I'm inclined to agree with this.

I've had partners of my adult dc live with us for months on end for one reason or another over the last few years. Both have been absolutely lovely. Both have not only not created extra work, but have gone out of their way to contribute to the running of the house (cooking meals for us all etc). Both went out to work and out to do things in the evenings so weren't here 24/7. We all get on really well, but there are still days when it would be easier if they weren't there.

But your niece is creating a lot of work. You said Now, she is disabled so cant work, but is paying her way towards bills and all her food, so not costing us more. Shes a very young 22, has been quite coddled by family due to her ilness, so to me this a chance for her to get some supported independance. Weve had to talk to her about cleaning up after herself, and ive had to mention the ridculous amounts of washing she seems to produce (wearing about 4 outfits a day at times when not leaving the house!).
I mean, seriously ? wearing 4 outfits a day when not even leaving the house ???

I don't blame your dh being fed up.

Hont1986 · 19/02/2023 17:31

If you can operate a car, you can operate a washing machine. If you can paint on a canvas, you can wipe down a countertop.

You are making excuses for your niece, understandably, but I think he sounds like the only one actually treating her like an adult capable of independent living, which I thought was the whole point of her coming to live with you.

SchoolQuestionnaire · 19/02/2023 17:38

KettrickenSmiled · 19/02/2023 10:39

t makes me glad we never had our own children as he cant seem to male any room in his life to accomodate someone else or their feelings.

Including yours.

Take your niece out of the equation for a moment, & look at the facts.
You moved away from your family base to live where he wanted, & have spent 12 years there despite missing your folks etc.

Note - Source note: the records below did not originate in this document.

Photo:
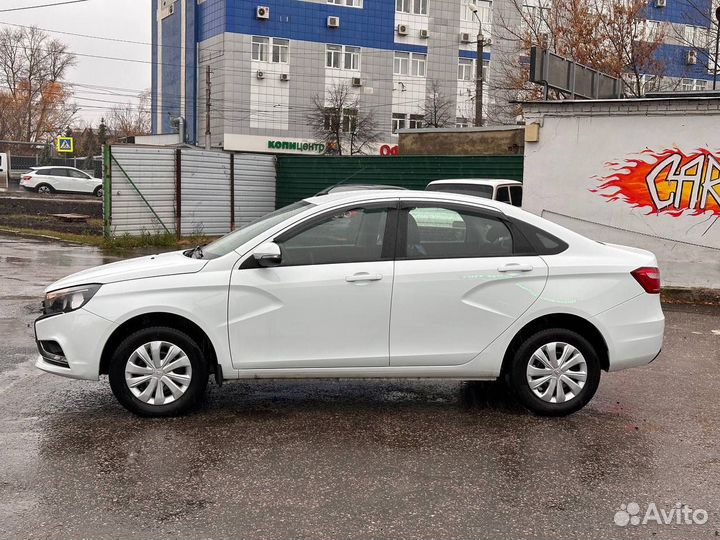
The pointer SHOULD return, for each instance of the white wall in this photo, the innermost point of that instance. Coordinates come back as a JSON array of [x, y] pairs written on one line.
[[583, 146]]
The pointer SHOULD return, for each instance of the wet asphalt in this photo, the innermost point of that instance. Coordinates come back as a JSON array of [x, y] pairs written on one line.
[[348, 459]]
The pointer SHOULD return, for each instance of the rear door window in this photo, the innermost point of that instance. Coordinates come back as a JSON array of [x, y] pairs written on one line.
[[516, 193]]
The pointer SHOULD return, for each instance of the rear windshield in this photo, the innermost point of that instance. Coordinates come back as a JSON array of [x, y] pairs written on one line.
[[464, 189]]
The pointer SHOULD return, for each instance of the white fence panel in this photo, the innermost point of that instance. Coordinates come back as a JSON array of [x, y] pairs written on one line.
[[205, 197], [254, 187], [152, 170]]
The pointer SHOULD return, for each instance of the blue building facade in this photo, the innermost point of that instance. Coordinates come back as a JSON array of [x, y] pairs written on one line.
[[270, 59]]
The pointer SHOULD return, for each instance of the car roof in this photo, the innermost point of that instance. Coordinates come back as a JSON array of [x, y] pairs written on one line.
[[482, 181], [333, 199]]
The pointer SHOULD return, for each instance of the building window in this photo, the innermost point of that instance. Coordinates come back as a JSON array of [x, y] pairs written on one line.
[[280, 49], [270, 50], [416, 121], [419, 7], [349, 120], [398, 121], [484, 8], [260, 48], [696, 36], [409, 64], [352, 58], [466, 71], [342, 57]]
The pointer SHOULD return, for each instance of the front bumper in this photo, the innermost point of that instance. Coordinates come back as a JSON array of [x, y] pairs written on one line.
[[81, 336]]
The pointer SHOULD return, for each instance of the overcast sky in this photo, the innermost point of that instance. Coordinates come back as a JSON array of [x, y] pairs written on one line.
[[118, 19]]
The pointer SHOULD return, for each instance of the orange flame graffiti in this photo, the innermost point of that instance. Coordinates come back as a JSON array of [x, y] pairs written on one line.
[[670, 182]]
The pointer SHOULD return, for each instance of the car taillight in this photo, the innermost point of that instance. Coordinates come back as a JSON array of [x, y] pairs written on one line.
[[649, 279]]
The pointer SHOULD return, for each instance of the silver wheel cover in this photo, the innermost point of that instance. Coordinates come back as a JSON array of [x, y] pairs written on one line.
[[158, 373], [556, 372]]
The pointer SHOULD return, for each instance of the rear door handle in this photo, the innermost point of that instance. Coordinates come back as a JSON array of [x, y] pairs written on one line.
[[515, 267], [363, 276]]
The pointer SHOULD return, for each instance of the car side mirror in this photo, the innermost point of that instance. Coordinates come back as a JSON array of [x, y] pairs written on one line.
[[268, 254]]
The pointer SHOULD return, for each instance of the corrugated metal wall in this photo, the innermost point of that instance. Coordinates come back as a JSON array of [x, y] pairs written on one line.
[[299, 177], [205, 194], [254, 187], [152, 170]]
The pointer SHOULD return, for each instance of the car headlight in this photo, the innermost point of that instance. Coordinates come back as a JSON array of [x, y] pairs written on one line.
[[70, 299]]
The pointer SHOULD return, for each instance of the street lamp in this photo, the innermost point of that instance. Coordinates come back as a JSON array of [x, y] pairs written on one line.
[[478, 67]]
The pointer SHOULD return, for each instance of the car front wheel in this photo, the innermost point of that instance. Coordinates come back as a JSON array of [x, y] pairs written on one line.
[[158, 371], [555, 372]]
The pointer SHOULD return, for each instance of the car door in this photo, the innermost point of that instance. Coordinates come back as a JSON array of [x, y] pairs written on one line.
[[463, 275], [59, 179], [328, 302]]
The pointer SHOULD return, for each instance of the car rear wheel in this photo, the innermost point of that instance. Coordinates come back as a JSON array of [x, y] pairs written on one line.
[[555, 372], [158, 371]]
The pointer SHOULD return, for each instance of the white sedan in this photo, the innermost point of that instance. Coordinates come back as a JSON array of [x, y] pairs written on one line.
[[61, 179], [363, 284]]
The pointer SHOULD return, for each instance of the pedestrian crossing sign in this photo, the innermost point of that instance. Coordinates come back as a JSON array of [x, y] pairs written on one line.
[[65, 144]]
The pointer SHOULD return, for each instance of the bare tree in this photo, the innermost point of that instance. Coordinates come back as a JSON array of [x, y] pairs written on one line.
[[130, 119], [612, 36], [438, 110], [34, 101], [338, 119]]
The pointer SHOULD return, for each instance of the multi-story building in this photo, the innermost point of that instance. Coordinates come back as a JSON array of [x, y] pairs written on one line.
[[264, 62]]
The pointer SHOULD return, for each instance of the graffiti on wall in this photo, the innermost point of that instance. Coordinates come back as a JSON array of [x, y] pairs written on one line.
[[669, 181]]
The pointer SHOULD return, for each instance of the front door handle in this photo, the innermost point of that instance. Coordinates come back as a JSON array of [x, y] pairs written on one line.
[[515, 267], [363, 276]]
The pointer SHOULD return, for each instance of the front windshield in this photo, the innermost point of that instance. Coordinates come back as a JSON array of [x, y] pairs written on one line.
[[223, 246]]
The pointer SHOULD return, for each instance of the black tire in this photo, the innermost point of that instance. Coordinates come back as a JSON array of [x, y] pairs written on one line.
[[198, 381], [517, 373]]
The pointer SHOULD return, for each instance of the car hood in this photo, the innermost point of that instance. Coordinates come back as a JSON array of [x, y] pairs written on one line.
[[165, 264]]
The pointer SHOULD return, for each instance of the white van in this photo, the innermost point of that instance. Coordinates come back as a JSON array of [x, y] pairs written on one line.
[[497, 189]]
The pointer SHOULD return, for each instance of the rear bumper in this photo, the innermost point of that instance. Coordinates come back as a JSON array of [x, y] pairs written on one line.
[[633, 330], [81, 335]]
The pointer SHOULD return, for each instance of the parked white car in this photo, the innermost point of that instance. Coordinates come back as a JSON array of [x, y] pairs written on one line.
[[503, 190], [363, 284], [61, 179]]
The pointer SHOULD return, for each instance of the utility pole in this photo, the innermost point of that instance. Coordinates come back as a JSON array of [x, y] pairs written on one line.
[[478, 67], [208, 92], [717, 46]]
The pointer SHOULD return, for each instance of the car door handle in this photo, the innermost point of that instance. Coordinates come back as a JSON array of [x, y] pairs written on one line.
[[515, 267], [363, 276]]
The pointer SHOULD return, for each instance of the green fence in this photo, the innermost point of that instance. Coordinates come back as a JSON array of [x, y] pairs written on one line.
[[299, 177]]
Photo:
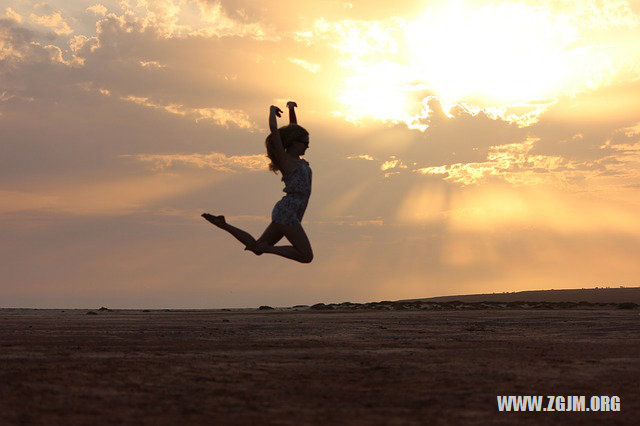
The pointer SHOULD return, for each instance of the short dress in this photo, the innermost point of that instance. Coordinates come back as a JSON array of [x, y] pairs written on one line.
[[290, 209]]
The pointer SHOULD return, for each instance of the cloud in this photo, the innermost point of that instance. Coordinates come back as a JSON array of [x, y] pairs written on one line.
[[216, 161], [12, 14], [314, 68], [97, 9], [219, 116], [55, 21]]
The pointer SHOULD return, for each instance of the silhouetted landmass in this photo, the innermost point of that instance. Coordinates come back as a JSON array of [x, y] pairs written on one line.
[[592, 295], [458, 305]]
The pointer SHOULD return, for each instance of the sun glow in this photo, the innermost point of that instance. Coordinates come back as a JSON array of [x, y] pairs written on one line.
[[511, 60]]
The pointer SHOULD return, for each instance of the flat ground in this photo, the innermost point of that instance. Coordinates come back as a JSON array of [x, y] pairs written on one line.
[[312, 367]]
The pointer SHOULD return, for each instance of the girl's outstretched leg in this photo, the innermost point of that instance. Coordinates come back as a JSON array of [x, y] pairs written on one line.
[[240, 235], [300, 249]]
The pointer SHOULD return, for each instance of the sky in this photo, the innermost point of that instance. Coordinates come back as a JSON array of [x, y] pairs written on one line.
[[457, 147]]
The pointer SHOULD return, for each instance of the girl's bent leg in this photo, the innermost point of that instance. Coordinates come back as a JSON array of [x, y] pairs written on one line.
[[271, 235], [300, 250]]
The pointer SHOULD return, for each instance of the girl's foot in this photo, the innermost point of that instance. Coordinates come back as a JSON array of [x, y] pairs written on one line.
[[257, 248], [216, 220]]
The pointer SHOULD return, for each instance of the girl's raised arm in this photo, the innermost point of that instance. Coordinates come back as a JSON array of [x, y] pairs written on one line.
[[292, 112], [282, 158]]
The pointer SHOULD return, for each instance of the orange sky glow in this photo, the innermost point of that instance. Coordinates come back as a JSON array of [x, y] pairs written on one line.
[[457, 147]]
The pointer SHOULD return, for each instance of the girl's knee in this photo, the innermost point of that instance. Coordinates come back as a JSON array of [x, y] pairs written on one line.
[[307, 257]]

H agreed it was your 'turn' to choose location, & have at least some years living closer to what you obviously still view as home turf - then reneged.

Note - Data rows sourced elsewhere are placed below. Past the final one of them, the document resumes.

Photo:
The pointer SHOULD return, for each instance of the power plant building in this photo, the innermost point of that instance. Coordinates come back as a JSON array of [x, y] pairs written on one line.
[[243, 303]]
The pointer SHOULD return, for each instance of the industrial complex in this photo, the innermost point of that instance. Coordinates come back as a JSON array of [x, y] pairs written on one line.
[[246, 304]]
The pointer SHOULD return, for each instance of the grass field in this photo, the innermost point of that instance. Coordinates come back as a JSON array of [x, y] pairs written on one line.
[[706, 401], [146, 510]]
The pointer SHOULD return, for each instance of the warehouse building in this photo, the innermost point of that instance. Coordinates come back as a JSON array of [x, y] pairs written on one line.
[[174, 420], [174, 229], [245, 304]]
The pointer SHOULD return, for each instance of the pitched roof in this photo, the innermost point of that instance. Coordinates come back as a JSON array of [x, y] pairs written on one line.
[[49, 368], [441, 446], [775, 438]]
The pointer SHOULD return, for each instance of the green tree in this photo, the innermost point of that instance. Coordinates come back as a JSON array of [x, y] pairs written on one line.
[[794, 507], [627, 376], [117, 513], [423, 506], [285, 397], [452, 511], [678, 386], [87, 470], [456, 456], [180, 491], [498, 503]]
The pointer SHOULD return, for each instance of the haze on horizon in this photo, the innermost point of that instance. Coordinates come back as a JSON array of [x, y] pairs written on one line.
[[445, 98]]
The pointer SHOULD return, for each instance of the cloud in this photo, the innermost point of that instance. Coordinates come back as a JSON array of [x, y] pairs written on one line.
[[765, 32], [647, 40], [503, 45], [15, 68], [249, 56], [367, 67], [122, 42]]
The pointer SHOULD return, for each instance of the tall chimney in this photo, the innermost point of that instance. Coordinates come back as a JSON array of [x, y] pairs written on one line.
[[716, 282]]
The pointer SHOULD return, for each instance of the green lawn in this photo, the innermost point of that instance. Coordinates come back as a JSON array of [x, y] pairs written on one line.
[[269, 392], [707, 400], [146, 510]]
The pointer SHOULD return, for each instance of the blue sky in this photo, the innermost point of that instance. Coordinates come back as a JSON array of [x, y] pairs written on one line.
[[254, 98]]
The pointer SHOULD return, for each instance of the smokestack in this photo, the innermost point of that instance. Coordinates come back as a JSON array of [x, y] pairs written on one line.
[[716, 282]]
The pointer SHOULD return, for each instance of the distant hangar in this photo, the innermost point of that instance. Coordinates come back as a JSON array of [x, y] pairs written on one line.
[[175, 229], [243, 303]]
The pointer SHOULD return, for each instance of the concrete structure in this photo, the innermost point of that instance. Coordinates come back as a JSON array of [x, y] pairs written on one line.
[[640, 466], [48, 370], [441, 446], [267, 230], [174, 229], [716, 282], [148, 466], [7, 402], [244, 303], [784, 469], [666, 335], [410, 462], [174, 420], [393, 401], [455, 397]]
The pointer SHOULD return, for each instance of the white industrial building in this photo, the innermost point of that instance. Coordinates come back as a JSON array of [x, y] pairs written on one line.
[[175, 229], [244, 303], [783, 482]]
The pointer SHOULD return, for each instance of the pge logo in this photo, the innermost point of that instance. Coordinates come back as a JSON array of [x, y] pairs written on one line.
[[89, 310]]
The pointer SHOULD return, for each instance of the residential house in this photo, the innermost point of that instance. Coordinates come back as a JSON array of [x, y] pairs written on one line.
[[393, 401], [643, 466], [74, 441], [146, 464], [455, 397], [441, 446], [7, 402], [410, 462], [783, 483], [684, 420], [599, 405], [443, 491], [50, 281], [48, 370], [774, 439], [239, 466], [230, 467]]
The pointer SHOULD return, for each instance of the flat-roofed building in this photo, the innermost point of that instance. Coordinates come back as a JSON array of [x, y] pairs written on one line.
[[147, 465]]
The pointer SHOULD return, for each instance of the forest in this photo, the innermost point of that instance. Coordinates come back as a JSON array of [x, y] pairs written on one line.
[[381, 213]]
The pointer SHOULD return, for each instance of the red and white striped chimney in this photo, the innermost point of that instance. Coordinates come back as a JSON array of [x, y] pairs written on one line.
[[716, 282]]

Now, instead of talking rationally, he is finding opportunities to snipe & grumble, is making your niece unhappy & uncomfortable, is making YOU unhappy & uncomfortable, & you have discovered that - for him - "compromise" is a one-way street.

I doubt this is the only area of contention. as he sounds selfish, immature, & unreasonable. It's ok to resent having your niece as a permanent fixture & not want to live with a third party. It's not fine to pretend to go along with it, refuse to tackle the thorny subject honestly, & make you miserable.

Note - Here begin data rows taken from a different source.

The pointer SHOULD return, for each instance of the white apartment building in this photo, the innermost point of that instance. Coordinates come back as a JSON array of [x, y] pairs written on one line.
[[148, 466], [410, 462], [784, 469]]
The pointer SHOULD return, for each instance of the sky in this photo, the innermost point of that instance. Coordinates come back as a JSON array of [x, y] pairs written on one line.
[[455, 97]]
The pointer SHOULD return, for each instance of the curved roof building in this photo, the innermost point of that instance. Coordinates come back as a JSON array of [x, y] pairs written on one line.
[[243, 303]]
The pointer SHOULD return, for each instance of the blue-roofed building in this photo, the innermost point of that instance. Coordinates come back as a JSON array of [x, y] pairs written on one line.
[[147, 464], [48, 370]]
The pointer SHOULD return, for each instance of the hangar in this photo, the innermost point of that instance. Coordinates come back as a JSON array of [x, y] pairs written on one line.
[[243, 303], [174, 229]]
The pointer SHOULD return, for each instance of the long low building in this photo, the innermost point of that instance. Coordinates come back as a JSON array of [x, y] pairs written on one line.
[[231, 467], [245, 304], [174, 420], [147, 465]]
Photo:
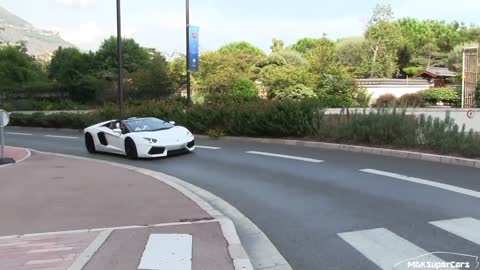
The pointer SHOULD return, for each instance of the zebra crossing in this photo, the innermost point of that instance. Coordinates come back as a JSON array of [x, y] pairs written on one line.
[[390, 251]]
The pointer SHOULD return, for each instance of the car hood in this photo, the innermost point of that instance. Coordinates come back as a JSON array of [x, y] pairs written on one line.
[[168, 135]]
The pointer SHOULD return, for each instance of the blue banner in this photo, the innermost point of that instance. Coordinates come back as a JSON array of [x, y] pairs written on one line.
[[194, 51]]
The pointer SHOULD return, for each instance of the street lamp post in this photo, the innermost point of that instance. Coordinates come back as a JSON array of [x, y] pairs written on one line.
[[119, 56], [188, 49]]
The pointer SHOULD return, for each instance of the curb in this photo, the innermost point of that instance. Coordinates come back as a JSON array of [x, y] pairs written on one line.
[[29, 154], [236, 250], [450, 160]]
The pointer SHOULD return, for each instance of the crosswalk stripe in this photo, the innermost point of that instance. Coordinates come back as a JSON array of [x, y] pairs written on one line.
[[467, 228], [167, 251], [386, 249]]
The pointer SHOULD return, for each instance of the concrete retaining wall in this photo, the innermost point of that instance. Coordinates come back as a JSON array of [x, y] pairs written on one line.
[[469, 117]]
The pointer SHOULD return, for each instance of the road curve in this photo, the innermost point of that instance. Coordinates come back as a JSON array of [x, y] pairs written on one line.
[[322, 209]]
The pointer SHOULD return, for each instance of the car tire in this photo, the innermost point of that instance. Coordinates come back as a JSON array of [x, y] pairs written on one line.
[[131, 149], [90, 144]]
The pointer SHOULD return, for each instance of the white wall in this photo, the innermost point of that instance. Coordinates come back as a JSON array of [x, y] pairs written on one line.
[[395, 90], [459, 115]]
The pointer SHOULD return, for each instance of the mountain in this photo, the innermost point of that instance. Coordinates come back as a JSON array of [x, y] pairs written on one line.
[[40, 43]]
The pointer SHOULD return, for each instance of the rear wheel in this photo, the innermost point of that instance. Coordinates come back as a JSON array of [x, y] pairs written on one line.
[[131, 149], [90, 144]]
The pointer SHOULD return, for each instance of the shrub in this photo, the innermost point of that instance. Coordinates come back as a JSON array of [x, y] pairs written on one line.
[[244, 88], [295, 92], [412, 71], [43, 105], [363, 98], [411, 100], [386, 100], [337, 92], [435, 95], [277, 119]]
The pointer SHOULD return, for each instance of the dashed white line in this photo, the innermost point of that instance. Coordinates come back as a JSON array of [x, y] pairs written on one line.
[[285, 156], [62, 137], [451, 188], [467, 228], [208, 147], [19, 133], [386, 249]]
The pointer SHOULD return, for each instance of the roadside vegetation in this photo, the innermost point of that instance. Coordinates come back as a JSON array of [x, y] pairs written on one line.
[[256, 117], [319, 67], [243, 91]]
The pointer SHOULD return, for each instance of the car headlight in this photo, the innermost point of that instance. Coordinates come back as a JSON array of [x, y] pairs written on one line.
[[151, 140]]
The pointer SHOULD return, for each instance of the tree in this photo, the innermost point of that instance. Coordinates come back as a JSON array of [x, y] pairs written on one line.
[[294, 92], [280, 78], [322, 58], [17, 68], [305, 45], [353, 53], [177, 71], [241, 47], [220, 69], [152, 80], [277, 45], [134, 56], [291, 57], [383, 37], [70, 65], [243, 88]]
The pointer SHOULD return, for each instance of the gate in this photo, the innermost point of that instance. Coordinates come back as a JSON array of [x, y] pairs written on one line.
[[470, 76]]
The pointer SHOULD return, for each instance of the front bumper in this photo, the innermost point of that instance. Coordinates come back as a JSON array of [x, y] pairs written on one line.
[[159, 150]]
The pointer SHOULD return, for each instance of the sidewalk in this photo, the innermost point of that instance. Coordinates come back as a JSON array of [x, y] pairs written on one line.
[[17, 154], [59, 213]]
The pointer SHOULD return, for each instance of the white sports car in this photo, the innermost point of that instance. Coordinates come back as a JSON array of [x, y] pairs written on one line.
[[139, 138]]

Your sister's treatment of your niece sounds equally problematic.
If you could wave a magic wand, & live where you wanted, close to your family, perhaps with your niece, would you be happier?
Because that doesn't take magic. Just a realisation that your H is never going to "compromise" & that if you want to stay with him, it's always going to be his way or the highway.
So ... do you WANT to stay with him?
Do you WANT to live with your niece? (I am sure your feelings for her border into maternal, as you mention not having DC with H. I am so sorry if you wanted your own DC & this did not happen for you.)

I don't think I'd want to cohabit with a man so selfish that I feel relief about not having DC with him - whether I actively wanted them or not. But this isn't about me, it's about you, & the rest of your precious life. How do YOU feel about your H's attitude, behaviour, & reluctance to consider your happiness?

Great post.

I’d also add this. It may be very difficult to live with someone else full time. It’s understandable that he is struggling to adapt. What isn’t acceptable is his behaviour towards a vulnerable young woman living away from home for the first time. I would never look at dh in the same way if he behaved like that towards one of my relatives.

MadamArcati99 · 19/02/2023 17:40

I honestly think you are being very unfair to him.